Gott befiehlt Mose, die Schuhe auszuziehen. Er soll nicht länger zerstörerisch auf seiner Seele herumtrampeln: mit Selbstvorwürfen, mit Vorwürfen gegen andere, mit Hass- und Rachegedanken. Gott fängt mit ihm neu an. Gott lehrt ihn später, mit einem Stab zu agieren und nicht mehr mit einem Schwert (vgl. Exodus 4,1–5).
Er ist nicht mehr ein Knecht der Schlange und ihrer Versuchungen, sondern er packt die Schlange am Schwanz und verhindert ihr böses Agieren. Als einer, der die Angst vor dem Bösen ablegt, wird Mose für sein Volk zum Wegbereiter in die Freiheit, ins gelobte Land.
Bei seiner Berufung erfährt Mose viel über Gottes Wesen. „Der HERR sprach: Ich habe das Elend meines Volkes in Ägypten gesehen, und ihre laute Klage über ihre Antreiber habe ich gehört. Ich kenne sein Leid“ (Exodus 3,7). Elend und Not lassen Gott nicht kalt.
Er sagt: „Ich bin herabgestiegen, um das Volk der Hand der Ägypter zu entreißen und aus jenem Land hinaufzuführen in ein schönes, weites Land, in ein Land, in dem Milch und Honig fließen“ (Exodus 3,8a). Elend und Not bewegen Gott dazu, herabzusteigen. Er ist kein Entrückter, kein über den Wolken Schwebender.
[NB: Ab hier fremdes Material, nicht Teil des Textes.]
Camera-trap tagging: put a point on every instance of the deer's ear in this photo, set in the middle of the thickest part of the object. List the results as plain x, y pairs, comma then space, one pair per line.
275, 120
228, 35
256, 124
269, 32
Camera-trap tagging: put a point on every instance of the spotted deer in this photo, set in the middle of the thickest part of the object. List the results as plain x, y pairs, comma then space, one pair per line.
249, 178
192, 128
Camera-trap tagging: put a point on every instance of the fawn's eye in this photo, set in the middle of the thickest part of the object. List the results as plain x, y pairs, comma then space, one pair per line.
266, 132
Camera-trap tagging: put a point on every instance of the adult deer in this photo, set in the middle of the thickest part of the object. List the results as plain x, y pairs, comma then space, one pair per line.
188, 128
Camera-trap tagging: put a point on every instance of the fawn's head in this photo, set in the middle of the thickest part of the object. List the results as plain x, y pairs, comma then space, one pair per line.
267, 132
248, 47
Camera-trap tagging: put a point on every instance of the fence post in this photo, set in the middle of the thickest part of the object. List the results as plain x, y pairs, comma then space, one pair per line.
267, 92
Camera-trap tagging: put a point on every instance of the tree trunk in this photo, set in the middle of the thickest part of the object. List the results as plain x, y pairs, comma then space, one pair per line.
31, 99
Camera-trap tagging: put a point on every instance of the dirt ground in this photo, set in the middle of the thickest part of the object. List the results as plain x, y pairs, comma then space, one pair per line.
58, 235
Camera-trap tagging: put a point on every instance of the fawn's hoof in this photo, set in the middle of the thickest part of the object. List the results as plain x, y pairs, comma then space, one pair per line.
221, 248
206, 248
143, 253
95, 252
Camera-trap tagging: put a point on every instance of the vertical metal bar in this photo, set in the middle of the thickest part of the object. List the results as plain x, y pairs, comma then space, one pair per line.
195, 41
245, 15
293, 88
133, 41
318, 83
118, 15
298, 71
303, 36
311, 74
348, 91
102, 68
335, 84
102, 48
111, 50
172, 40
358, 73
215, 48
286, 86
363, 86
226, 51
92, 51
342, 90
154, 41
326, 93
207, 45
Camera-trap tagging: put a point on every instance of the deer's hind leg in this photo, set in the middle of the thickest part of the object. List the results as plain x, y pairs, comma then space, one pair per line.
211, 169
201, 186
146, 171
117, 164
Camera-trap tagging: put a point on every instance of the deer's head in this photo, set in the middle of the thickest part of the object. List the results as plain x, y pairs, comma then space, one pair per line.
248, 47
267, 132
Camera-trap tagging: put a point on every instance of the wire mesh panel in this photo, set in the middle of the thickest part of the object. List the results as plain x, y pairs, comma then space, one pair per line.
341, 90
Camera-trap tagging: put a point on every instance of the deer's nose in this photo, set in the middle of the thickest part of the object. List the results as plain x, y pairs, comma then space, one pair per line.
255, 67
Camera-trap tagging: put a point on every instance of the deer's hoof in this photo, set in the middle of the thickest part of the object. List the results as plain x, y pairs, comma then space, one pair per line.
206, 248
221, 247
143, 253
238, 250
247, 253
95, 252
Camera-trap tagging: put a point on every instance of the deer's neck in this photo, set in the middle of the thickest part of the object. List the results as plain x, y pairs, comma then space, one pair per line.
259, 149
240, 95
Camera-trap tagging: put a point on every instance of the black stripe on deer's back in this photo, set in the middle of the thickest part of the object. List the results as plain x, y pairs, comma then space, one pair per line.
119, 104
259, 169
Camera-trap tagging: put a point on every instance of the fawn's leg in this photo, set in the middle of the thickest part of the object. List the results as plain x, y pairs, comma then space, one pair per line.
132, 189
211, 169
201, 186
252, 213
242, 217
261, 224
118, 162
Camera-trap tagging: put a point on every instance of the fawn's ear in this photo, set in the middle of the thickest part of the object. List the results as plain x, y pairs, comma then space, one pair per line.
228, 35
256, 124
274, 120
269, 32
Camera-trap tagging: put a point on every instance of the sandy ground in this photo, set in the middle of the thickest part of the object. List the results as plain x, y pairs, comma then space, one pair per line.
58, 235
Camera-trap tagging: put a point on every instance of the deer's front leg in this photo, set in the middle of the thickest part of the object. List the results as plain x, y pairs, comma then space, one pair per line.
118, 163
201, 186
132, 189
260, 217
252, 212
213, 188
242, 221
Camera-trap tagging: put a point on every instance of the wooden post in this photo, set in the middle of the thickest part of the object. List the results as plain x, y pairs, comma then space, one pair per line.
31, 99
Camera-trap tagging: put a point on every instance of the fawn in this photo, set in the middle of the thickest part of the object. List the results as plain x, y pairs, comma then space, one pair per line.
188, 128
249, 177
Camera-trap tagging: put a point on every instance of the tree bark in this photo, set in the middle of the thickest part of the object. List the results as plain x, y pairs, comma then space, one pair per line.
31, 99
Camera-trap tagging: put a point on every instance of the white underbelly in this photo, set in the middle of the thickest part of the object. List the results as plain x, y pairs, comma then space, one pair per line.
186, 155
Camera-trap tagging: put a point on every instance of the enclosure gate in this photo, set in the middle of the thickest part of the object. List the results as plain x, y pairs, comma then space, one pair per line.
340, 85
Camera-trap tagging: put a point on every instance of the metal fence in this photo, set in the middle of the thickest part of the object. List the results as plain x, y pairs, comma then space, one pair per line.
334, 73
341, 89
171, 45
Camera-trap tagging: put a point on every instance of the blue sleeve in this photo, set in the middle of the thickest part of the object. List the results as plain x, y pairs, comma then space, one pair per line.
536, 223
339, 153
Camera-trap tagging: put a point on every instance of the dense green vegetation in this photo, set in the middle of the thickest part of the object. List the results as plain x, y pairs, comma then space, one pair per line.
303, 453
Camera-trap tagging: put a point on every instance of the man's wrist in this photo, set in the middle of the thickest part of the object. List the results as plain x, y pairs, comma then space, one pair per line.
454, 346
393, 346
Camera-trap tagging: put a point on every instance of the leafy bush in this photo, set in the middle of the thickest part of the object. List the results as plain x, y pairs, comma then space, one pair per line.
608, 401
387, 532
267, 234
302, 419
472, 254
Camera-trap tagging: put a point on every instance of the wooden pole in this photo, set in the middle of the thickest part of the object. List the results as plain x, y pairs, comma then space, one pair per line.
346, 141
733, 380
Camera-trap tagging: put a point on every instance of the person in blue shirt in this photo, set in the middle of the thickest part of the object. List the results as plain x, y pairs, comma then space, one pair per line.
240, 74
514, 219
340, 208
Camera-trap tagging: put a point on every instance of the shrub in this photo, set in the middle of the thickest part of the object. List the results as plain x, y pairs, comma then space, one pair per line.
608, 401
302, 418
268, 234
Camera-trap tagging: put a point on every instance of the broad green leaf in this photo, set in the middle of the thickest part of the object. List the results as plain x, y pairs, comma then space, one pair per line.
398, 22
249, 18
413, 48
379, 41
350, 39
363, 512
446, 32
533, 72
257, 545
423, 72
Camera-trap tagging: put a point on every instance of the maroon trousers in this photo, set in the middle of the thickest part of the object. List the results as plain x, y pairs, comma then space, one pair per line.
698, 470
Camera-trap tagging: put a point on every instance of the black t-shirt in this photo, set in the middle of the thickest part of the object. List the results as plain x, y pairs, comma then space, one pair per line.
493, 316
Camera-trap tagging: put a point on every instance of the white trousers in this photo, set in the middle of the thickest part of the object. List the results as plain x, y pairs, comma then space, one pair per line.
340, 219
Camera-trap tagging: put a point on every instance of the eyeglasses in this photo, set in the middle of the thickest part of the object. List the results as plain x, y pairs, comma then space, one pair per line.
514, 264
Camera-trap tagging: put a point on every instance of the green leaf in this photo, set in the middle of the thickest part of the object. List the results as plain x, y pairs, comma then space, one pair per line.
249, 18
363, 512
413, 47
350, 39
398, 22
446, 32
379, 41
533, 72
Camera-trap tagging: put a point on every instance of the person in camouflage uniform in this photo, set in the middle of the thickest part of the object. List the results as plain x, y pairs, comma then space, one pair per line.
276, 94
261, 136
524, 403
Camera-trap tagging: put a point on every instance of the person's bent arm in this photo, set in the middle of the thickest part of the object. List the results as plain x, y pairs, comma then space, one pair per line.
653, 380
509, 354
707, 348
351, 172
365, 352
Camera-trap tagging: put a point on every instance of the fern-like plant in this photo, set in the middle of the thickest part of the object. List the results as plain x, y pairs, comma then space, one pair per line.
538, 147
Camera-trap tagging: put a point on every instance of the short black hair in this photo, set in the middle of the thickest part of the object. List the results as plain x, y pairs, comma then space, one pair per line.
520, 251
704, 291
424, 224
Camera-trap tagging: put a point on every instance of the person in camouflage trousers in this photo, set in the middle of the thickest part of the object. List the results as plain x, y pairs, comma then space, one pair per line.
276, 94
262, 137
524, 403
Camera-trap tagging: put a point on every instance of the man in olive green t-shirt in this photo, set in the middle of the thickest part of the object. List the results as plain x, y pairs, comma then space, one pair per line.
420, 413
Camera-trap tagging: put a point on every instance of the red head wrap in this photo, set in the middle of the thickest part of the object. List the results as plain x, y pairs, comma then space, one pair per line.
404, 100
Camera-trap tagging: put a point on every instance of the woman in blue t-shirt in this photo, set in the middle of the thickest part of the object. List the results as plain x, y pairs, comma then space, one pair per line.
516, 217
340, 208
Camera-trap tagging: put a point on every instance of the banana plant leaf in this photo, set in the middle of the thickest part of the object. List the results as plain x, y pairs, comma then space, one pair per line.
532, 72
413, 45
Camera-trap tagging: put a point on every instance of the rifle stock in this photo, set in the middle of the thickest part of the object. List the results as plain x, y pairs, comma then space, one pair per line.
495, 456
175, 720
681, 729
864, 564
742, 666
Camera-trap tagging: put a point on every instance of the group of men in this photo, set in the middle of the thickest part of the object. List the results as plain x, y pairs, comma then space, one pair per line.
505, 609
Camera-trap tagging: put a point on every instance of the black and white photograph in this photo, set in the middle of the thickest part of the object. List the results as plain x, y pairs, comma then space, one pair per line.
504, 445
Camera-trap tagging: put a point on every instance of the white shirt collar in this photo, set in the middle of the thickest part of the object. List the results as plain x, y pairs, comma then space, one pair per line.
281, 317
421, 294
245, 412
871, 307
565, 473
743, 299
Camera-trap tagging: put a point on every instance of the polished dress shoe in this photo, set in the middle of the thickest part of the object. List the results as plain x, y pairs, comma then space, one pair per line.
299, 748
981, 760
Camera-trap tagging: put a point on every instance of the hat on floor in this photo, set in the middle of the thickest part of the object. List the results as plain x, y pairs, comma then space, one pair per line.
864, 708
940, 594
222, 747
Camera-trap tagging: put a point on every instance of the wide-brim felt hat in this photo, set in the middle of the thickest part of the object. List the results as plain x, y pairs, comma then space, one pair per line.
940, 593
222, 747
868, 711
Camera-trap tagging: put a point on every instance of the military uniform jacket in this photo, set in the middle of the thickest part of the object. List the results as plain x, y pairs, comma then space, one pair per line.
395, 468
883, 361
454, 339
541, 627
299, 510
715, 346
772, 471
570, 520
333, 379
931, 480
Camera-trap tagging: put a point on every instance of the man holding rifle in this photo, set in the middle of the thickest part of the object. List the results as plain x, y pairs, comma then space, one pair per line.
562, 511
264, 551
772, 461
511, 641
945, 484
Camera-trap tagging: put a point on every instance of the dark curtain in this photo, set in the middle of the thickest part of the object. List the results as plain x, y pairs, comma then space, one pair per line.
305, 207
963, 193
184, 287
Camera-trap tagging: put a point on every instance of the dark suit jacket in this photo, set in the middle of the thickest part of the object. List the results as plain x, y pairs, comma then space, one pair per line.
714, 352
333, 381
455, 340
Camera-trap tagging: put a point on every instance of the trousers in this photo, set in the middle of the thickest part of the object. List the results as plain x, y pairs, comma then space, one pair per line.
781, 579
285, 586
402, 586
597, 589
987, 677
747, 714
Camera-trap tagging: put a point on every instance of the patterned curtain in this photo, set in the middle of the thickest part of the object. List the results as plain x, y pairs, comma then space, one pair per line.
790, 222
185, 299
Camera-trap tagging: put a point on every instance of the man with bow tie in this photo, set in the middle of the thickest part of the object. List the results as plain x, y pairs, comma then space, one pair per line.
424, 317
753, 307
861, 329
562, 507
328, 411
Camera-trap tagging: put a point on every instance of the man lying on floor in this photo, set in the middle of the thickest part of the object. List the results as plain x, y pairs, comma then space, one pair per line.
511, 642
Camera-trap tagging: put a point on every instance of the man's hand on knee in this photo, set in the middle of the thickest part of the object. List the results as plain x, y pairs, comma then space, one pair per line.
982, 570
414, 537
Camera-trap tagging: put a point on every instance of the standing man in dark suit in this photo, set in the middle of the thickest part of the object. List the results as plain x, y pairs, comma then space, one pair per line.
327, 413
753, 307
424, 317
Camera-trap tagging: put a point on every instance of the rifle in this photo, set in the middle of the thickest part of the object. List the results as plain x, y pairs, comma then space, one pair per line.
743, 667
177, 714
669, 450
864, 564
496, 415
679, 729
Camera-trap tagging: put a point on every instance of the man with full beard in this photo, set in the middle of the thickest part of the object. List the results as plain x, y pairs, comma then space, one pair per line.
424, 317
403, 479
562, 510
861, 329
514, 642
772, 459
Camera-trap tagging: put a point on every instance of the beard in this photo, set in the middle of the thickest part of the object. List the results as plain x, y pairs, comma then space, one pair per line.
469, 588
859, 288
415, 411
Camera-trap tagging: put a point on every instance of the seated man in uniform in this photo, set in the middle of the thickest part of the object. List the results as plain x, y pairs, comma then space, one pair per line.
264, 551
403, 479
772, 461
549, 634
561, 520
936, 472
Gott hat die laute Klage gehört. Er ruft Mose, um eine Befreiungsbewegung anzuführen. Gott trägt ihm auf, dass er zu den Ältesten geht. Diese soll er zum Pharao mitnehmen. Mose weiß um seine Schwäche: Er kann nicht reden. Auch dafür sieht Gott eine Lösung vor. Aaron, sein Bruder, kann für ihn reden. Aaron wird es sogar mit Freude tun.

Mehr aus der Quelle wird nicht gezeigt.